La Gazette Drouot
La Gazette Drouot
Top des enchères
Paris, deuxième quart du XIVe siècle. Tableau-reliquaire émaillé, Christ en croix entouré d’instruments de la Passion, Émaux translucides sur argent de basse-taille, éléments organiques, gemmes et verre coloré, H.17,5 cm ; l. 12,8 cm (plaque émaillée : 14,2 x 9,2cm).
Frais compris : 540 000 €.
Une passion pour Cluny
Lors de cette vente spécialisée, on faisait une véritable découverte avec ce rarissime tableau-reliquaire du XIVe siècle, modifié par la suite en « baiser de paix ». Précisons d’emblée qu’il s’agissait de l’un des derniers reliquaires de cette haute qualité à apparaître sur le marché. La technique, très précieuse, est celle des émaux translucides sur argent de basse-taille. Ce procédé, bien qu’originaire de la Toscane du XIIIe siècle, devient au siècle suivant l’apanage des ateliers de certaines cours princières et, en premier lieu, de celle de Paris. De telles pièces d’orfèvrerie faisaient l’objet de commandes royales, mais constituant également une réserve métallique importante, elles ont presque toutes disparu. Sur un support d’argent sculpté en très bas relief, une couche d’émail translucide laisse deviner les motifs sous-jacents. De petits rubis et saphirs agrémentent le cadre entourant la scène centrale.
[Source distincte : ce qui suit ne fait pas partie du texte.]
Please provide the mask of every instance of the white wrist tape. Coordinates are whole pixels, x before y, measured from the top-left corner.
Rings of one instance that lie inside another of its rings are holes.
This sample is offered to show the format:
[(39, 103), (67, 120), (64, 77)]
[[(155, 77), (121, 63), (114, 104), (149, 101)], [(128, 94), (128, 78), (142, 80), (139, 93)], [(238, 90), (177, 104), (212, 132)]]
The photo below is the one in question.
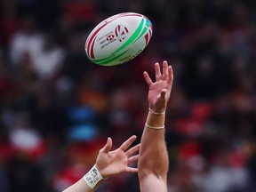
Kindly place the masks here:
[(156, 112), (153, 111), (150, 108), (148, 108), (148, 111), (149, 111), (151, 114), (157, 115), (157, 116), (164, 115), (164, 114), (165, 114), (165, 110), (163, 111), (163, 112), (160, 112), (160, 113), (156, 113)]
[(156, 129), (156, 130), (160, 130), (160, 129), (164, 129), (164, 125), (163, 126), (159, 126), (159, 127), (155, 127), (155, 126), (149, 126), (148, 124), (145, 124), (145, 126), (146, 127), (148, 127), (150, 129)]
[(92, 190), (100, 181), (104, 180), (95, 164), (83, 178)]

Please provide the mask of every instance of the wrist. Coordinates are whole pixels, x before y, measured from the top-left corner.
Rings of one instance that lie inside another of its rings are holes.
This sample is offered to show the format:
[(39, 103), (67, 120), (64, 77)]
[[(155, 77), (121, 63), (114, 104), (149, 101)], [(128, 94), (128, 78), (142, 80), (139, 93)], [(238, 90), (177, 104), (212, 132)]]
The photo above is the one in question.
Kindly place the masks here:
[(162, 110), (153, 110), (149, 107), (148, 111), (149, 111), (149, 113), (154, 114), (154, 115), (164, 115), (165, 114), (165, 108), (162, 109)]
[(83, 177), (87, 185), (94, 190), (99, 184), (105, 180), (100, 174), (100, 171), (97, 169), (94, 164), (92, 169)]

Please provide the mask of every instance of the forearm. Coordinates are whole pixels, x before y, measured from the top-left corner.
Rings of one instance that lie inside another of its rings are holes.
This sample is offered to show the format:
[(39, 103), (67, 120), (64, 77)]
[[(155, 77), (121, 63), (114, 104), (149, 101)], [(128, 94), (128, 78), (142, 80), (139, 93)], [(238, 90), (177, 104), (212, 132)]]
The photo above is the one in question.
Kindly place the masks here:
[[(169, 160), (164, 140), (165, 114), (148, 112), (141, 138), (139, 159), (139, 177), (154, 174), (166, 179)], [(154, 129), (149, 127), (156, 127)]]

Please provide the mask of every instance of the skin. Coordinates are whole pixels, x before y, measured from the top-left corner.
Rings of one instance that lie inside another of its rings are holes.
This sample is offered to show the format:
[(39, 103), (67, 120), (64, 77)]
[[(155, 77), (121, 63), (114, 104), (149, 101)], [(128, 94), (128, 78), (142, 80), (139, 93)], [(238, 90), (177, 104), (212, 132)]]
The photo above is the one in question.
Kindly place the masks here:
[[(155, 64), (156, 82), (148, 72), (143, 76), (148, 85), (148, 111), (143, 130), (140, 145), (128, 149), (136, 140), (133, 135), (117, 149), (110, 151), (112, 140), (108, 138), (106, 145), (99, 151), (95, 166), (103, 178), (112, 177), (123, 172), (138, 172), (141, 192), (167, 192), (167, 172), (169, 167), (168, 153), (164, 140), (165, 110), (172, 86), (173, 74), (167, 61), (163, 62), (163, 72), (159, 63)], [(150, 112), (151, 111), (151, 112)], [(149, 128), (151, 127), (151, 128)], [(154, 129), (157, 128), (157, 129)], [(161, 129), (158, 129), (162, 127)], [(140, 154), (136, 154), (140, 149)], [(140, 158), (139, 158), (140, 156)], [(138, 168), (129, 164), (138, 161)], [(98, 183), (95, 188), (100, 182)], [(95, 190), (94, 188), (94, 190)], [(64, 192), (93, 191), (82, 178)]]
[[(147, 72), (144, 78), (148, 85), (148, 111), (146, 124), (150, 127), (164, 127), (166, 106), (172, 91), (173, 74), (167, 61), (163, 62), (163, 73), (159, 63), (155, 65), (156, 82)], [(157, 113), (157, 114), (155, 114)], [(167, 192), (168, 153), (164, 140), (164, 128), (152, 129), (145, 125), (143, 130), (140, 159), (139, 179), (141, 192)]]
[[(137, 172), (138, 168), (130, 167), (129, 164), (137, 162), (139, 156), (134, 155), (140, 149), (140, 144), (131, 148), (130, 146), (136, 140), (132, 135), (125, 140), (118, 148), (110, 151), (112, 148), (112, 139), (108, 138), (106, 145), (99, 151), (95, 165), (101, 176), (105, 179), (123, 172)], [(104, 181), (101, 180), (98, 185)], [(95, 190), (94, 188), (94, 190)], [(70, 186), (64, 192), (92, 192), (93, 191), (82, 178), (74, 185)]]

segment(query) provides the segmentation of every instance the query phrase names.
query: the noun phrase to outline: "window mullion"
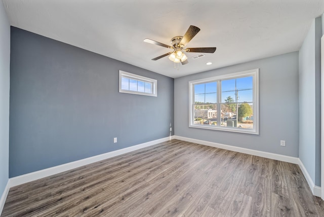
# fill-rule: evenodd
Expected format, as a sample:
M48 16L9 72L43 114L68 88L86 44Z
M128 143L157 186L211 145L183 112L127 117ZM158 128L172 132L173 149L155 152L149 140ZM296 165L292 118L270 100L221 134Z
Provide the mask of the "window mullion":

Le Christ y est représenté en croix, seulement vêtu du périzonium, sur un fond bleu d’où se détachent les instruments de la Passion : la colonne de la Flagellation, le fouet, les verges, la lance terminée par une éponge, le bassin, la tunique, le voile de Véronique, le calice où coule le sang de la plaie du Sauveur, et l’hostie. Toute cette iconographie spécifique indique que le reliquaire s’inscrit dans le culte de l’Eucharistie, comme le confirme l’inscription sur le phylactère qui domine la scène : «Toutes les fois que vous mangerez ce pain et que vous boirez de ce calice, vous annoncerez la mort du Seigneur.» On peut aussi imaginer que les petites niches, abritées par les édicules latéraux ou la croix évidée, abritaient des fragments de reliques, non seulement de la Vraie Croix, mais aussi des autres éléments de la Passion tels que l’éponge, ou la colonne de la Flagellation. Le dessin remarquable du visage souffrant du Christ indique nettement une influence du grand Jean Pucelle, enlumineur mais aussi orfèvre à la cour de Charles IV. Il pourrait donc s’agir d’une commande du monarque. Un chef-d’œuvre, dans tous les cas, que le musée de Cluny a préempté au prix justifié de 450 000 €.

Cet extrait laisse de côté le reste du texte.